Freud assinala que a formação de um ideal do eu é confundida com um dos destinos da pulsão – a sublimação. Freud escreve que “a idealização é possível tanto na esfera da libido do eu quanto na esfera da libido do objeto” (Ibidem, p.111). Lacan (1954) assinala que Freud, ao escrever isso, volta a colocar as duas libidos no mesmo plano. “A sublimação continua a ser um processo especial que pode ser estimulado pelo ideal, mas cuja execução é inteiramente independente de tal estímulo”, afirma Freud (Ibidem, p.112). Na medida em que a idealização aumenta as exigências do eu, no mesmo passo são aumentadas as possibilidades de recalque. Nesse contexto, a sublimação, enquanto um dos destinos pulsionais, oferece uma possibilidade de satisfação de tais exigências idealizadas, sem que haja recalque. Nas palavras de Freud, “a sublimação é uma saída” (Idem).

Ao longo do texto Freud faz uma alusão a uma instância psíquica especial que assegure a satisfação narcísica oriunda do ideal do eu. Hipótese que conduz a ideia do supereu. Sobre essa instância psíquica vigilante o autor assinala que não se trata de uma

descoberta, pois “[...] podemos tão-somente reconhecê-lo, pois podemos supor que aquilo que chamamos de nossa ‘consciência’ possui as característica exigidas” (Ibidem, p. 122). Ou seja, a consciência cumpre essa função. Freud identifica a finalidade dessa instância psíquica com a censura, e que tal vigilância atua perpetuamente no sonho, sendo o seu guardião. Lacan (1954) afirma que aquilo que Freud refere por essa instância abarcada pela censura é uma instância que fala; portanto, simbólica.
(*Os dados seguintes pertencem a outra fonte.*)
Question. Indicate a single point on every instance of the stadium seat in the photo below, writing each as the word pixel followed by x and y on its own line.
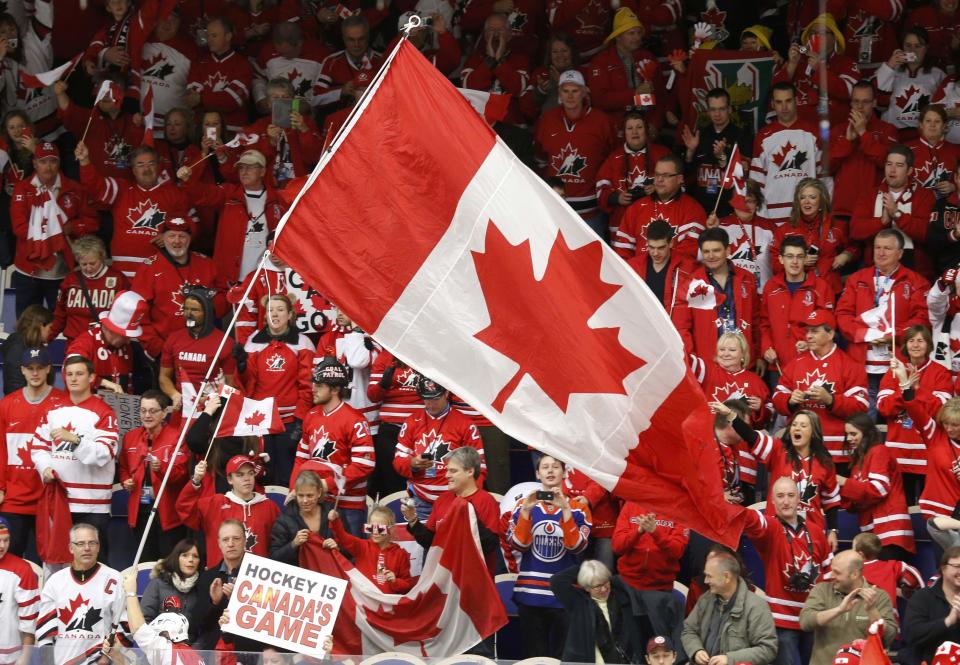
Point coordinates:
pixel 505 582
pixel 277 494
pixel 143 575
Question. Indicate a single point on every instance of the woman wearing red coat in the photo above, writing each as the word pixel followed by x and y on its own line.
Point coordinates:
pixel 828 249
pixel 278 365
pixel 934 388
pixel 144 457
pixel 874 490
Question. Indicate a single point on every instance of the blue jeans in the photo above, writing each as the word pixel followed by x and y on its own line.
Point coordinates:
pixel 795 647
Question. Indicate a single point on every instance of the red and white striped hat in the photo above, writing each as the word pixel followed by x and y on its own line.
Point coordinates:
pixel 125 314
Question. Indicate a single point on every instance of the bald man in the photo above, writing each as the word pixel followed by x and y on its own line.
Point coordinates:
pixel 840 611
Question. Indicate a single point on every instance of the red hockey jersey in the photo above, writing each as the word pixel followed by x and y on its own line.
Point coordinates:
pixel 786 550
pixel 137 212
pixel 134 466
pixel 621 171
pixel 19 419
pixel 72 315
pixel 573 151
pixel 207 513
pixel 682 212
pixel 782 313
pixel 903 437
pixel 874 491
pixel 866 308
pixel 648 561
pixel 435 437
pixel 841 376
pixel 341 438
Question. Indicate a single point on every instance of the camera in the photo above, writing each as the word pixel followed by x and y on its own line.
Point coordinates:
pixel 801 580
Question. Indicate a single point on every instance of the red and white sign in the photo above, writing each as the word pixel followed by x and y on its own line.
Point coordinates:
pixel 501 293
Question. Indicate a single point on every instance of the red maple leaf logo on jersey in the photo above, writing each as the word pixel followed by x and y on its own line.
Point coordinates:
pixel 66 613
pixel 509 285
pixel 255 419
pixel 784 152
pixel 909 98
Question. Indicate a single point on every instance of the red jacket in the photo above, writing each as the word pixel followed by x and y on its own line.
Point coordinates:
pixel 696 315
pixel 874 491
pixel 133 466
pixel 72 314
pixel 863 314
pixel 510 75
pixel 678 272
pixel 137 213
pixel 369 559
pixel 648 561
pixel 159 281
pixel 231 201
pixel 782 313
pixel 903 435
pixel 573 151
pixel 280 368
pixel 224 85
pixel 434 436
pixel 858 164
pixel 207 513
pixel 611 90
pixel 72 201
pixel 622 170
pixel 803 550
pixel 682 212
pixel 842 377
pixel 828 235
pixel 19 480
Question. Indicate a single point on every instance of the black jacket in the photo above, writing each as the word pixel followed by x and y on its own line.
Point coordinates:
pixel 923 626
pixel 581 643
pixel 284 530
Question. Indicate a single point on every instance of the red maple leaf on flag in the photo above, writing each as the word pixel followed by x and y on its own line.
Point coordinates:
pixel 573 357
pixel 779 157
pixel 254 419
pixel 66 613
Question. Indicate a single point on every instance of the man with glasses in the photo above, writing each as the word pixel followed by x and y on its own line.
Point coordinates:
pixel 81 605
pixel 76 443
pixel 707 152
pixel 146 453
pixel 137 208
pixel 788 299
pixel 667 203
pixel 933 614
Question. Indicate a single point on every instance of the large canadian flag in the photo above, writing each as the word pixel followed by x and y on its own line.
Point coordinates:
pixel 449 610
pixel 466 266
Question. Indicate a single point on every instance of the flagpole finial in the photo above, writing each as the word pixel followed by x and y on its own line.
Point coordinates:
pixel 413 22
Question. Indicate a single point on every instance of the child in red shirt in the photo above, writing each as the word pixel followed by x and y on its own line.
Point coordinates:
pixel 385 563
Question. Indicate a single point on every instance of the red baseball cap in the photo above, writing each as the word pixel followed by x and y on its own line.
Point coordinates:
pixel 237 461
pixel 45 150
pixel 820 317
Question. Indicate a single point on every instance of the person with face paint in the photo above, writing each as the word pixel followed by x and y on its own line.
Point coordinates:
pixel 188 352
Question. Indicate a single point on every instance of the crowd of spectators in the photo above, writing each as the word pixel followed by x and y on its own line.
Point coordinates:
pixel 817 310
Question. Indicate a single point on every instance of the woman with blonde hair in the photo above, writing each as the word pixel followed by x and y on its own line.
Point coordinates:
pixel 827 239
pixel 87 290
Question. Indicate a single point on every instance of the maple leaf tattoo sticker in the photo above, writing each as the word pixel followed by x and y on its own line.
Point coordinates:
pixel 572 357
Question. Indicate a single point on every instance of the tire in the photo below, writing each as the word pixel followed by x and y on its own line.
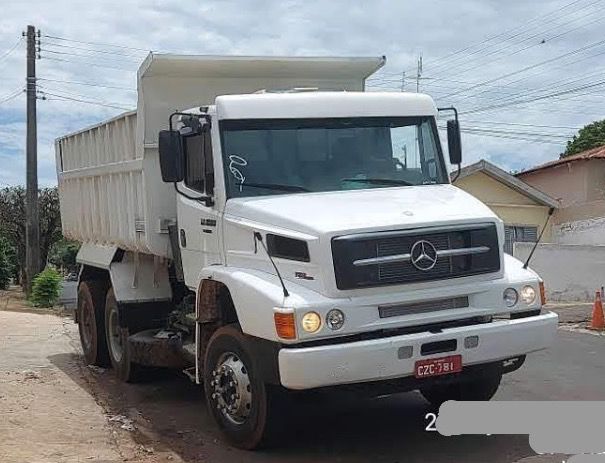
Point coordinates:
pixel 91 322
pixel 117 342
pixel 481 388
pixel 252 421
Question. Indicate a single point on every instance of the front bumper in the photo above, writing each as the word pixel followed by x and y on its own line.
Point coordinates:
pixel 377 359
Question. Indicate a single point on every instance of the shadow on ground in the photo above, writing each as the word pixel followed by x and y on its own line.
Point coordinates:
pixel 170 414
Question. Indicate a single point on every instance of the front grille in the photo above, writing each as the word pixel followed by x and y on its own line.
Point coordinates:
pixel 423 307
pixel 383 258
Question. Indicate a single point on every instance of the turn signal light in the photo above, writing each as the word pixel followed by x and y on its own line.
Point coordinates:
pixel 285 325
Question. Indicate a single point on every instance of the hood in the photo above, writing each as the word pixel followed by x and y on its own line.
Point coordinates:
pixel 362 210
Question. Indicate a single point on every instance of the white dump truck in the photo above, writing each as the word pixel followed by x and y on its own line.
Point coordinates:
pixel 267 226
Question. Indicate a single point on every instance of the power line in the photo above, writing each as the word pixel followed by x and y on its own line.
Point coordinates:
pixel 79 55
pixel 522 124
pixel 11 96
pixel 530 100
pixel 79 100
pixel 444 60
pixel 11 49
pixel 86 63
pixel 99 44
pixel 71 47
pixel 77 95
pixel 527 68
pixel 508 136
pixel 89 84
pixel 531 38
pixel 548 85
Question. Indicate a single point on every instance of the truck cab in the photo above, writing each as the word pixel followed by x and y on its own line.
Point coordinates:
pixel 310 238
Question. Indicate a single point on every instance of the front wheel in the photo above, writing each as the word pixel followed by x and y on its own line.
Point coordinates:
pixel 481 388
pixel 237 397
pixel 90 313
pixel 117 342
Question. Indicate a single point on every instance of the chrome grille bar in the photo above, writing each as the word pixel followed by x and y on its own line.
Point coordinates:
pixel 395 258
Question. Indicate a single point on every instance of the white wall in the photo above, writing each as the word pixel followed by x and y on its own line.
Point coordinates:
pixel 588 231
pixel 570 272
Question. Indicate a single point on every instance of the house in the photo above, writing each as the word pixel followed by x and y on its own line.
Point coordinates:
pixel 578 183
pixel 522 207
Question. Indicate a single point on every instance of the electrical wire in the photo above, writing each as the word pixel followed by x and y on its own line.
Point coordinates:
pixel 65 97
pixel 532 39
pixel 107 52
pixel 11 49
pixel 100 44
pixel 102 58
pixel 530 100
pixel 544 19
pixel 527 68
pixel 89 84
pixel 12 95
pixel 79 63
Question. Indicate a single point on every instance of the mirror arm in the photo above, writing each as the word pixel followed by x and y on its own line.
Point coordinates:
pixel 207 200
pixel 457 174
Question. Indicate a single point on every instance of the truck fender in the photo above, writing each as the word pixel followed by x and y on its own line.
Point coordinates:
pixel 254 294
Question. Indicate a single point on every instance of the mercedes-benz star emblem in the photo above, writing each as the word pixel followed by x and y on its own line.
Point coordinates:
pixel 423 255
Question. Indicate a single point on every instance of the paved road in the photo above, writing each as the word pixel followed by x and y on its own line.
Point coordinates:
pixel 170 416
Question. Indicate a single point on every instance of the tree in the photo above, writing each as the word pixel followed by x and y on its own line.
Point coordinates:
pixel 63 254
pixel 46 288
pixel 5 266
pixel 12 218
pixel 589 136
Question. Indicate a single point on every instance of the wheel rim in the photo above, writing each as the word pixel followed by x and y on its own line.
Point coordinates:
pixel 115 339
pixel 86 325
pixel 231 390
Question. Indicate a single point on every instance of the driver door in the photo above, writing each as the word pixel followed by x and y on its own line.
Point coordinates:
pixel 198 221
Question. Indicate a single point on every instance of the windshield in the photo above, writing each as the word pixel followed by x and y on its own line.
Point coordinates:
pixel 266 157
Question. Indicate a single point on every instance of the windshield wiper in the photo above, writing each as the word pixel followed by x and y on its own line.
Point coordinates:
pixel 274 186
pixel 378 181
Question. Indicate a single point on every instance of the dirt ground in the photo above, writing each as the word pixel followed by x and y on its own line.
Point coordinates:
pixel 54 409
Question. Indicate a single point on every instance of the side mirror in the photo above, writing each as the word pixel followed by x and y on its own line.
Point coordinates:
pixel 172 156
pixel 453 142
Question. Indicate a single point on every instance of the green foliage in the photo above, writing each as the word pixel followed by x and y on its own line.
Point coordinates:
pixel 46 288
pixel 590 136
pixel 63 254
pixel 5 266
pixel 12 224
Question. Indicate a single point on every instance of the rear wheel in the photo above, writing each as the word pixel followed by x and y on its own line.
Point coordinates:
pixel 481 388
pixel 240 402
pixel 117 342
pixel 91 324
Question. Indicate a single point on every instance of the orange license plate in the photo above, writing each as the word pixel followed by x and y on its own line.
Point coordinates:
pixel 438 366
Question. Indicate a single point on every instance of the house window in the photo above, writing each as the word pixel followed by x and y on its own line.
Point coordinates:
pixel 518 234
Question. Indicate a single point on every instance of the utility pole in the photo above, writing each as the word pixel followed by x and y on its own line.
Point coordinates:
pixel 32 223
pixel 418 73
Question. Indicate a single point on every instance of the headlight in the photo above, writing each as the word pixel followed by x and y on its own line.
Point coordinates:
pixel 528 295
pixel 311 322
pixel 335 319
pixel 510 297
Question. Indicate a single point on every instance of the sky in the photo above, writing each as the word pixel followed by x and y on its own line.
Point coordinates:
pixel 525 76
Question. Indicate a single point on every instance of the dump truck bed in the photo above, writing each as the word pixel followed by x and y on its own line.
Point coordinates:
pixel 110 186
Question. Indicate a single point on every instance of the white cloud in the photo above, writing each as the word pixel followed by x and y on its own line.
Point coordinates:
pixel 401 30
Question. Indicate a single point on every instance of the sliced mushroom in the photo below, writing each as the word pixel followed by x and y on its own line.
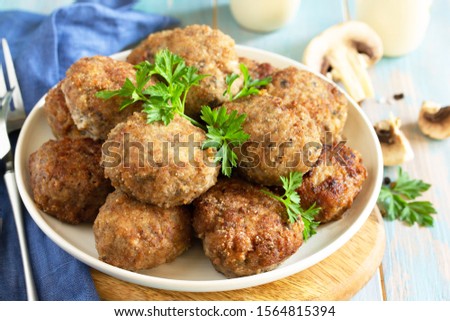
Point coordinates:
pixel 344 52
pixel 394 144
pixel 434 121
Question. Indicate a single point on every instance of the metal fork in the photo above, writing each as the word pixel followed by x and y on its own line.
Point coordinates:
pixel 11 120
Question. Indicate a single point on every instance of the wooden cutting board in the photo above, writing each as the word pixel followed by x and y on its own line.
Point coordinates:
pixel 338 277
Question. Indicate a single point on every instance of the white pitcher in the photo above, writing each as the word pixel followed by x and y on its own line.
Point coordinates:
pixel 401 24
pixel 264 15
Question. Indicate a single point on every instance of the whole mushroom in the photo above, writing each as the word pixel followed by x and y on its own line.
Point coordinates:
pixel 434 121
pixel 395 146
pixel 344 52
O ideal do eu impõe severas condições à satisfação libidinal por meio de objetos, tendo em vista a vigilância do supereu, que proíbe a satisfação com determinados objetos. Freud assinala o afastamento do eu do narcisismo primário rumo a uma forma ideal, destacando que é para o ideal do eu que retorna o amor de si mesmo. “Tornar a ser seu próprio ideal, como na infância, no que diz respeito às tendências sexuais não menos do que às outras – isso é o que as pessoas se esforçam por atingir como sendo sua felicidade” – afirma Freud (1914, ESB, p.118). Esse é o ponto onde Freud alude ao eu ideal para dizer que é para ele (eu ideal) que se dirige o amor de si. Nesse contexto o ideal sexual pode estar imbricado no tipo de investimento relacionado com o ideal do eu. O ideal sexual pode figurar como satisfação substitutiva onde as satisfações narcísicas estão proibidas. Nesse caso, prevalece o tipo narcísico de escolha objetal e tudo que falta ao eu é idealizado, afirma Freud (Idem). Nas palavras de Freud,

Esse expediente é de especial importância para o neurótico, que, por causa de suas excessivas catexias objetais, é empobrecido em seu eu, sendo incapaz de realizar seu ideal de eu. Ele procura então retornar, de seu pródigo dispêndio da libido em objetos, ao narcisismo, escolhendo um ideal sexual segundo o tipo narcisista que possui as excelências que ele não pode atingir. (FREUD, 1914, ESB, v.14, p.118; AE, v.14, p.97).